Makassar (ANTARA) - Ketua Tim Reaksi Cepat (TRC) UPTD Perlindungan Perempuan dan Anak (PPA) Kota Makassar Makmur mengatakan kekerasan terhadap anak maupun perempuan biasanya dipicu tekanan ekonomi serta rendahnya kesadaran hukum masyarakat.
"Ada banyak kasus kami temukan itu berlatar belakang tekanan ekonomi, serta minimnya pengetahuan tentang perlindungan hukumnya," ujar dia di Makassar, Sulawesi Selatan, Minggu.
Kasus kekerasan anak dan perempuan di Kota Makassar sampai September 2025, UPTD PPA mencatat ada 508 kasus. Kekerasan terhadap anak atau KTA berada di urutan teratas mencapai 273 kasus.
Menurut dia, tingginya angka kekerasan anak tersebut menunjukkan kurangnya perlindungan terhadap mereka baik di keluarga maupun lingkungannya.
"Masalah kekerasan anak dan perempuan tidak bisa kita pandang sebelah mata. Perlu edukasi dan pemahaman hukum atas hak perlindungan mereka," tuturnya.
Sedangkan kasus anak memerlukan perlindungan khusus sebanyak empat laporan, masing-masing dua korban laki-laki dan perempuan. Sementara hak asuh anak sepanjang 2025, ada 22 kasus telah masuk ke UPTD PPA Kota Makassar, masing-masing 11 laki-laki dan perempuan.
Selain kekerasan anak dan perempuan, UPTD PPA Makassar juga mencatat untuk kasus kekerasan dalam rumah tangga atau KDRT sebanyak 38 kasus, korbannya 36 perempuan dan dua laki-laki, serta satu kasus melibatkan penyandang disabilitas.
Selanjutnya, kasus anak berhadapan dengan hukum sebanyak 45 orang, rinciannya 38 anak laki-laki dan tujuh perempuan. Kasus penyalahgunaan narkotika, psikotropika, dan zat adiktif (napza) enam orang, terdiri atas empat laki-laki dan dua perempuan.

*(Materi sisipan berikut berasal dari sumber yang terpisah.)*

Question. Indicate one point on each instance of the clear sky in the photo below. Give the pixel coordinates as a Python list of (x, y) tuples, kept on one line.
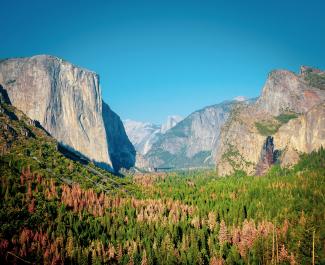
[(158, 58)]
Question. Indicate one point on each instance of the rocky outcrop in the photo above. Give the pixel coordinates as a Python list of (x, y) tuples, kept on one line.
[(190, 143), (141, 134), (301, 135), (65, 99), (170, 123), (121, 150), (144, 134), (286, 99)]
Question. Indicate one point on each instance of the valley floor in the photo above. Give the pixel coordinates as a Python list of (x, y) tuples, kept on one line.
[(71, 216)]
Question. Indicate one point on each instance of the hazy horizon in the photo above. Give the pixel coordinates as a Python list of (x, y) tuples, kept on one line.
[(170, 57)]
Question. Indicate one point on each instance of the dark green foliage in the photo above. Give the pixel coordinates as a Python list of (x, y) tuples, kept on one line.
[(54, 210)]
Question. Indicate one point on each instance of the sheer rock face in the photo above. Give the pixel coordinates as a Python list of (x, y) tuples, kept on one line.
[(241, 143), (67, 101), (121, 150), (302, 135), (286, 91), (190, 142)]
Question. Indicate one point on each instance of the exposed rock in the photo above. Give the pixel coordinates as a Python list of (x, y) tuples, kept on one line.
[(286, 91), (170, 123), (121, 150), (301, 135), (244, 134), (67, 102), (269, 157), (141, 134), (190, 143)]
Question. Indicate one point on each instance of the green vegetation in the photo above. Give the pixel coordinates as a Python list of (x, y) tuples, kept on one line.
[(57, 211)]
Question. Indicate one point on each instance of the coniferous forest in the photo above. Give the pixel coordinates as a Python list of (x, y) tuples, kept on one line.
[(58, 211)]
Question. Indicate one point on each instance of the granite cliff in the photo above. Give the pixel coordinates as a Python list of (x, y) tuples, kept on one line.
[(67, 102), (290, 110), (190, 142)]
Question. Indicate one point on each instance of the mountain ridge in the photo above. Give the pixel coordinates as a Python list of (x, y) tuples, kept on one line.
[(66, 100)]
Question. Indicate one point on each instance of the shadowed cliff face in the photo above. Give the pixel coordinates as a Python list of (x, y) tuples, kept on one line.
[(269, 157), (67, 102), (190, 142), (120, 148), (289, 109)]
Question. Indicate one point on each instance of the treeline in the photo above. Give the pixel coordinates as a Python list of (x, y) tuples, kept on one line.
[(192, 218)]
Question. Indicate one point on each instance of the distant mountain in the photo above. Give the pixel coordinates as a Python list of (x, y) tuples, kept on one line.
[(143, 134), (170, 123), (287, 119), (190, 142), (66, 100)]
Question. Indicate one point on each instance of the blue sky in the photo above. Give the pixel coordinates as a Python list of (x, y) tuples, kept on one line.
[(157, 58)]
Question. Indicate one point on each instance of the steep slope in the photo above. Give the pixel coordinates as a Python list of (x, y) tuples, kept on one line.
[(66, 100), (25, 143), (141, 134), (190, 142), (170, 123), (285, 96), (121, 150)]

Ia mengungkapkan, pola asuh orang tua terkadang salah sehingga anak tidak mendapatkan pengasuhan secara maksimal, ditambah kurangnya kesadaran hukum yang menjadi salah satu faktor terjadinya kekerasan.
Oleh karena itu, UPTD PPA Kota Makassar terus berupaya memperkuat layanan pendampingan bagi korban, baik anak maupun perempuan, seperti pendampingan konseling, perlindungan hukum termasuk rujukan medis bila diperlukan.

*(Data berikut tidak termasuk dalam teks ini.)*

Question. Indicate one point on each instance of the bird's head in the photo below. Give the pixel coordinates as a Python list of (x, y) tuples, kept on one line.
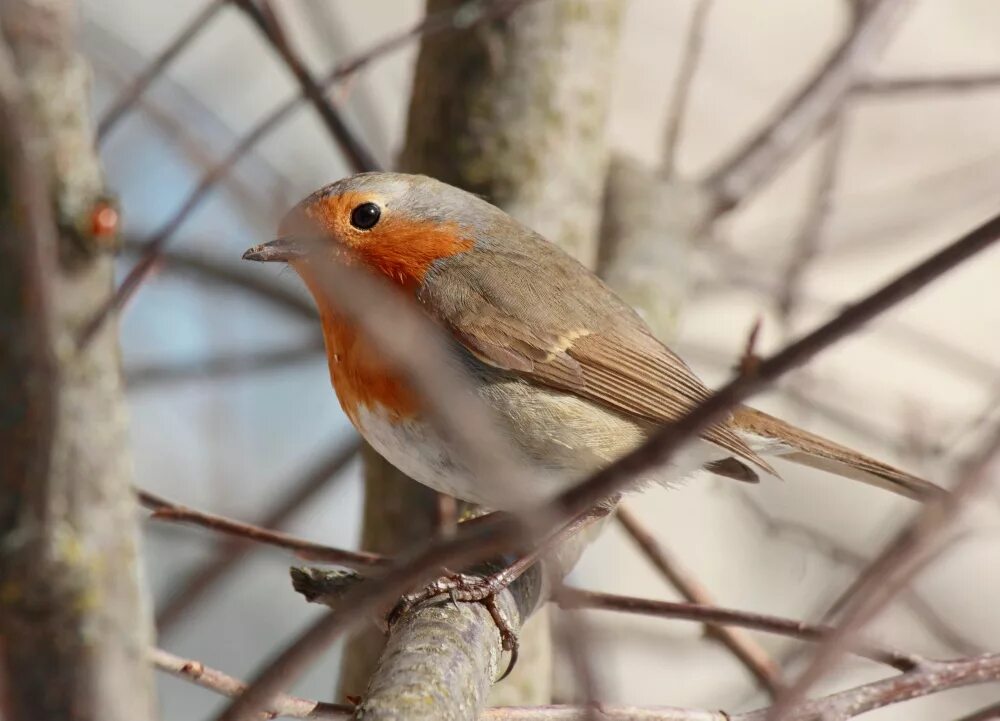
[(398, 225)]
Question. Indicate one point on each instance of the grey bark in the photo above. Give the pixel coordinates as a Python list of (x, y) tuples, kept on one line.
[(74, 619), (514, 110)]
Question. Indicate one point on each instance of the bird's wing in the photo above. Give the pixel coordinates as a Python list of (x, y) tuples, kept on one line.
[(573, 335)]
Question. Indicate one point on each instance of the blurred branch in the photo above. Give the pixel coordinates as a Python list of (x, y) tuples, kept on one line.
[(228, 273), (284, 705), (465, 16), (475, 542), (229, 553), (929, 84), (809, 110), (167, 511), (690, 56), (748, 651), (262, 15), (889, 573), (838, 552), (132, 92), (716, 616), (806, 244), (225, 365)]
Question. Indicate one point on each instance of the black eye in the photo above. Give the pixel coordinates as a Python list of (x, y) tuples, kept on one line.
[(365, 216)]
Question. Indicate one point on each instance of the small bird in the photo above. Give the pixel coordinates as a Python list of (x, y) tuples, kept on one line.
[(571, 372)]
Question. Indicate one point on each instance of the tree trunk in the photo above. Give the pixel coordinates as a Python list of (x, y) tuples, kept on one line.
[(74, 621), (513, 110)]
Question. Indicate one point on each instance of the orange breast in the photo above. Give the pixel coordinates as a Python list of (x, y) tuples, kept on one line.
[(360, 378)]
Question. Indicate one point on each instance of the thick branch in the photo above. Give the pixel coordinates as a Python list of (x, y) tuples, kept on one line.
[(482, 539), (73, 618)]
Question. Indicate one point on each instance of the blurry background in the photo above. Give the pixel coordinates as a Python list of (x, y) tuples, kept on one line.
[(230, 397)]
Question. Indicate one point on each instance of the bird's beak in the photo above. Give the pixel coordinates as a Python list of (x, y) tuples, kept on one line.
[(280, 250)]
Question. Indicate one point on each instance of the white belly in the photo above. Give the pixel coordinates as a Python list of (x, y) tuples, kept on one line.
[(416, 449)]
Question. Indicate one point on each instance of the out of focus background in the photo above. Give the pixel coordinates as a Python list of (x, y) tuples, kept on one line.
[(228, 390)]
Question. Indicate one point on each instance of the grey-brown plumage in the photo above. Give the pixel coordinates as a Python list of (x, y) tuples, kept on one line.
[(571, 370)]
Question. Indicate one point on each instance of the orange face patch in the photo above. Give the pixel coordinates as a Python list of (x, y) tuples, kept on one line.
[(400, 248)]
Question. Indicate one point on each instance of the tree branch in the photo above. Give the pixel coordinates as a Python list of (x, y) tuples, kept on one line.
[(751, 654), (167, 511), (801, 117), (132, 92), (488, 537), (233, 550)]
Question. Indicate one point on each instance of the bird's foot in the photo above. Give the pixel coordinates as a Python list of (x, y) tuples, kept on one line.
[(468, 588)]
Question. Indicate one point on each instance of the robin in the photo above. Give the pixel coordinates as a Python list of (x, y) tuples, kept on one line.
[(571, 372)]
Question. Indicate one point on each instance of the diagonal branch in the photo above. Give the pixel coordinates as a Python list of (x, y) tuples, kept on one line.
[(232, 550), (888, 574), (804, 115), (477, 542), (159, 239), (167, 511), (749, 652), (131, 94)]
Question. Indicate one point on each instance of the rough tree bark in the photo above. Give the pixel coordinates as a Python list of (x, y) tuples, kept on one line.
[(513, 110), (74, 620)]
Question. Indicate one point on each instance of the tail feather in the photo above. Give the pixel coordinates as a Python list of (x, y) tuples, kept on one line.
[(808, 449)]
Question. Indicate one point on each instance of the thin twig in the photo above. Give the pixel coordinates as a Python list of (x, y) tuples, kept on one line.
[(891, 571), (475, 543), (159, 239), (747, 650), (801, 117), (228, 554), (358, 156), (131, 94), (167, 511), (717, 616), (806, 244), (690, 57), (225, 365)]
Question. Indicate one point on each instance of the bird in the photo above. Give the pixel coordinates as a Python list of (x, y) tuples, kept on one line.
[(572, 374)]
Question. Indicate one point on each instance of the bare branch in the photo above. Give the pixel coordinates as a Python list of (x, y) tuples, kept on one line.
[(226, 685), (131, 94), (805, 114), (358, 156), (891, 571), (168, 511), (838, 552), (478, 541), (159, 239), (716, 616), (749, 652), (233, 550), (806, 244), (690, 57)]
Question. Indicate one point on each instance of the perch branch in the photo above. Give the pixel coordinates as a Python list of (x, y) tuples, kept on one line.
[(749, 652), (802, 116), (167, 511)]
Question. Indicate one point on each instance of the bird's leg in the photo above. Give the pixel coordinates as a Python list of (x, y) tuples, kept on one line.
[(484, 589)]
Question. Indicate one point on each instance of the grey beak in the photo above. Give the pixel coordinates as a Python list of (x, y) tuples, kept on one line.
[(280, 250)]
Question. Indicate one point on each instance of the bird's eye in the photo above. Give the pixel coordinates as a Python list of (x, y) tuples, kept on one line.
[(365, 216)]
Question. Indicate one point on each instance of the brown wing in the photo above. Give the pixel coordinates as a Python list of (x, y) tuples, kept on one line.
[(563, 328)]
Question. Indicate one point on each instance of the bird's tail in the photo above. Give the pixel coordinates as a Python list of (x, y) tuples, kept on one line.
[(799, 446)]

"Untuk itu, kami memastikan setiap korban mendapatkan haknya, mulai dari pendampingan psikologis hingga hukum. Tidak ada korban yang kami biarkan sendirian. Kerja sama lintas sektor juga menjadi kunci utama menekan tindakan kekerasan. Anak dan perempuan merupakan kelompok rentan, semua punya tanggung jawab untuk melindungi mereka," katanya.